In Aguirre, this type of authenticity is everywhere and it works perfectly. It feels like Herzog and his crew were actually there in 1561 with a camera. During the credit sequence, the entire cast is shown descending a precarious stone path etched into the side of a mountain. When the characters burn down an Amazonian village, Herzog actually burned down an abandoned village. And when Herzog wanted a strikingly poetic set-piece for the last act of the film, he actually built a full-sized caravel, constructed as a shipwreck, which he impaled atop a tree. It’s not solely the facts that the film is shot on location and that the actors are getting down and dirty in the muck that imbues the images with a corporeal aura, but also the physical investment of the director, who marches through the jungle, sells his possessions, contracts diseases, battles fire ants, and makes this ascent himself. The extraordinary degree of effort required to perform this feat of filmmaking is what gives it such poetic power.

And incredibly, despite the sublime aggression of the Amazonian nature, Kinski’s performance dominates the film. He embodies the megalomaniacal spirit of Don Lope de Aguirre perfectly. The physicality of Kinski’s performance perfectly compliments the corporeal presence of nature. Both the way he stalks around like a crab or spider and the latent fury of his countenance are unforgettable. For a time, Herzog had intended Aguirre to have a hunchback, but he dropped the idea in favor of employing an outfit that incorporates an abundance of straps along the back, as if to suggest that Aguirre needed to be physically held together (this touch makes Aguirre feel remarkably Shakespearean; he’s particularly reminiscent of Richard III).

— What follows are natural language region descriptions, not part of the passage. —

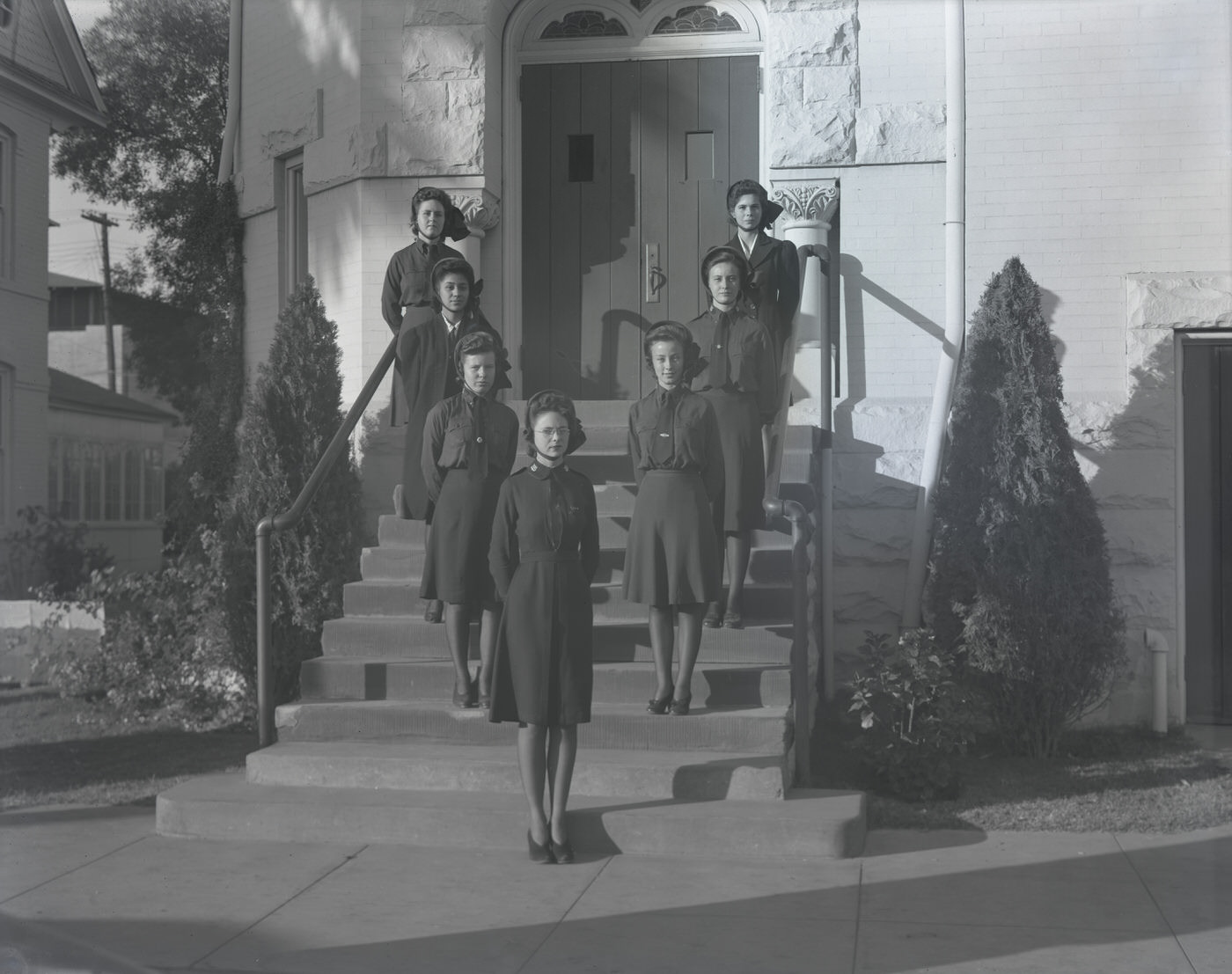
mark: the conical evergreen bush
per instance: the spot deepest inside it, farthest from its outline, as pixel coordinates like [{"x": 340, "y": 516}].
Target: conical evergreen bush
[
  {"x": 1020, "y": 569},
  {"x": 291, "y": 414}
]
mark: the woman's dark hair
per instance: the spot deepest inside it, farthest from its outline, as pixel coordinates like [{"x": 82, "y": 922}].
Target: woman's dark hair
[
  {"x": 745, "y": 187},
  {"x": 453, "y": 265},
  {"x": 727, "y": 255},
  {"x": 770, "y": 211},
  {"x": 422, "y": 196},
  {"x": 552, "y": 400},
  {"x": 474, "y": 342},
  {"x": 671, "y": 332}
]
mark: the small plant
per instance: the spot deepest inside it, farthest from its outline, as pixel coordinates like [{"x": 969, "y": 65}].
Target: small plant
[
  {"x": 913, "y": 714},
  {"x": 164, "y": 650},
  {"x": 45, "y": 551}
]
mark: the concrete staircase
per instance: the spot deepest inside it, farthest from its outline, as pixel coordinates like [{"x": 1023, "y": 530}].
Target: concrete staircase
[{"x": 375, "y": 751}]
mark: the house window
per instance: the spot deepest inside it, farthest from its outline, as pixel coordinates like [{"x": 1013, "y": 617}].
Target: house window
[
  {"x": 292, "y": 228},
  {"x": 6, "y": 176},
  {"x": 5, "y": 437},
  {"x": 95, "y": 481}
]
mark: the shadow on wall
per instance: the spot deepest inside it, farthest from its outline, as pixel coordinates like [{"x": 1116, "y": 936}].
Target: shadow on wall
[{"x": 877, "y": 450}]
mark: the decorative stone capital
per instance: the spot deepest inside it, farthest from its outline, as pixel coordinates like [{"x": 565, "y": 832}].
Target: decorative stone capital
[
  {"x": 482, "y": 212},
  {"x": 810, "y": 203}
]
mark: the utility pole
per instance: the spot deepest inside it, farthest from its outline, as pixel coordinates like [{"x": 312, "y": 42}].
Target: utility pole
[{"x": 105, "y": 222}]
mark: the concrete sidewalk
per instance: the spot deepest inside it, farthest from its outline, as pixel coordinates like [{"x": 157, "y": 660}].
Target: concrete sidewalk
[{"x": 940, "y": 902}]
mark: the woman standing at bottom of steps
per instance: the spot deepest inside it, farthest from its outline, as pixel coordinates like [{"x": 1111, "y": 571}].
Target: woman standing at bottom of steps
[
  {"x": 546, "y": 529},
  {"x": 671, "y": 561},
  {"x": 470, "y": 443}
]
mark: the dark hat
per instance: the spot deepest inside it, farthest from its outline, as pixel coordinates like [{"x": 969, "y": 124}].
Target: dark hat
[
  {"x": 552, "y": 400},
  {"x": 770, "y": 211}
]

In the face of all of nature’s power, Aguirre is a man of insane, insatiable ambition–and this ambition has devoured the other aspects of his personality, the disposition of his mind epitomized by the film’s final moments. I always feel that it is Aguirre, rather than the endless river he’s riding, that represents the wrath of god.

Werner Herzog’s filmography is eclectic and filled with numerous films I’d dub masterpieces, but Aguirre, The Wrath of God is maybe his best work. It is one of but a handful of films–a group including films like Citizen Kane (1941), 2001: A Space Odyssey (1968), Apocalypse Now (1979), There Will Be Blood (2007), Andrei Rublev (1966), The Night of the Hunter (1955), Taxi Driver (1976), Marketa Lazarova (1967), The Vanishing (1988), and Persona (1966)–that strikes me as being, somehow, better than perfect. The filmmakers seem to be exploring territory they might not fully understand, but they are overwhelmed by the desire to tell this story nonetheless. The film thus takes on a life and personality of its own.

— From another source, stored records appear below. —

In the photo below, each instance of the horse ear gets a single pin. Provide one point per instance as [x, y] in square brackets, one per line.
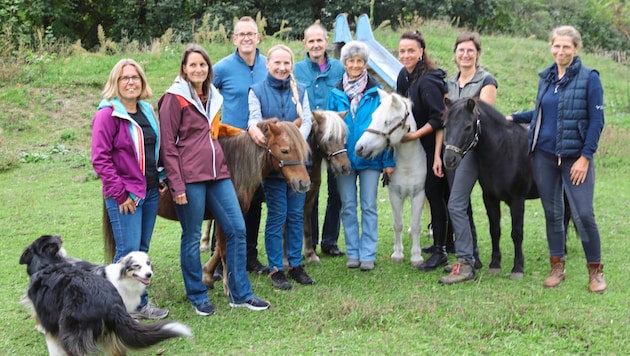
[470, 104]
[381, 93]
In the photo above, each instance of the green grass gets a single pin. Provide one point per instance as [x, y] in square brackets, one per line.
[50, 188]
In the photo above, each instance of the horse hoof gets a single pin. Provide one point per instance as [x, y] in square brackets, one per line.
[494, 271]
[208, 281]
[314, 259]
[417, 263]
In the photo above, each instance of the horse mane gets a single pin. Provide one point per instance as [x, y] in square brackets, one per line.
[335, 126]
[245, 160]
[295, 136]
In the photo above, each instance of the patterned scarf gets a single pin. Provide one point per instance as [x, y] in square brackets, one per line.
[355, 89]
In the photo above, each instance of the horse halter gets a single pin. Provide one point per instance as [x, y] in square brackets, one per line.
[282, 163]
[472, 144]
[401, 123]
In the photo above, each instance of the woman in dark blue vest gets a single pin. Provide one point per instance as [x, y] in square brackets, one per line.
[565, 127]
[282, 97]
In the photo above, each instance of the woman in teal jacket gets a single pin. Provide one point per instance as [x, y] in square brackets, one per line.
[357, 94]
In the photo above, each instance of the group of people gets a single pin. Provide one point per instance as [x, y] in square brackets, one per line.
[130, 147]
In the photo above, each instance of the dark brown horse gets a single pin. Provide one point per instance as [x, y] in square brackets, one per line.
[327, 141]
[286, 152]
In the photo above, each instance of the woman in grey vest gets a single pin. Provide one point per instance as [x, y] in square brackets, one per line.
[470, 81]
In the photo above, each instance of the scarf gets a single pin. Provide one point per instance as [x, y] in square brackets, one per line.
[355, 89]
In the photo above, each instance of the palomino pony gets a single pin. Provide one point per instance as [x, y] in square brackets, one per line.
[390, 121]
[327, 141]
[286, 152]
[505, 172]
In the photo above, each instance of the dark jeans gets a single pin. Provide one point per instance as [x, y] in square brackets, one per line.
[330, 230]
[552, 180]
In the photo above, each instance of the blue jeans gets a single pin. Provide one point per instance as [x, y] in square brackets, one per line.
[132, 232]
[552, 180]
[285, 208]
[330, 230]
[220, 198]
[360, 245]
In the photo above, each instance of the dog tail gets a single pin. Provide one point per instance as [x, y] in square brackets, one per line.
[135, 335]
[109, 244]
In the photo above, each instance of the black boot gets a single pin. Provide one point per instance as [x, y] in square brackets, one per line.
[437, 259]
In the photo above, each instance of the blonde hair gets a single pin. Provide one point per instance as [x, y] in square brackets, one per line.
[111, 91]
[568, 31]
[294, 91]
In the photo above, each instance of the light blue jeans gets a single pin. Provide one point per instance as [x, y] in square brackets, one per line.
[132, 232]
[552, 181]
[220, 198]
[285, 208]
[360, 245]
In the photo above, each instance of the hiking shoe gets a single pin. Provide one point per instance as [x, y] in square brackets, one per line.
[366, 266]
[149, 311]
[257, 267]
[279, 280]
[300, 276]
[332, 250]
[462, 271]
[255, 304]
[218, 273]
[205, 308]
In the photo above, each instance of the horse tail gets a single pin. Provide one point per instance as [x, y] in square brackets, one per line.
[109, 244]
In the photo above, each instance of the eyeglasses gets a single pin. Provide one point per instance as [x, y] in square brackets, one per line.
[242, 36]
[126, 79]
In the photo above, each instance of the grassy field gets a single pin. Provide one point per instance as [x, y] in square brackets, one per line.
[48, 187]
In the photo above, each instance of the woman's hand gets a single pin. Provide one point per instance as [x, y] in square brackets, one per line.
[128, 207]
[578, 170]
[257, 136]
[437, 167]
[180, 199]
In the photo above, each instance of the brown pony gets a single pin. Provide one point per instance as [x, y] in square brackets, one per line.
[327, 140]
[286, 152]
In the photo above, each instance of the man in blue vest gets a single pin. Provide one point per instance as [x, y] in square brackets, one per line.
[320, 74]
[233, 75]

I can explain what happens in Aguirre, but I cannot necessarily say what the film is about. There’s no way to pin this film down. The film has absorbed the sublime, intangible nature of the world it inhabits, of the river and avalanche. Aguirre is like a vision in a dream, and it does not provide us with answers, but  questions. Who are we right now? Where do we come from? What is our place in this world? How do we behave in the face of danger? We will never find definitive answers, but I believe viewers will find Aguirre insightful forever.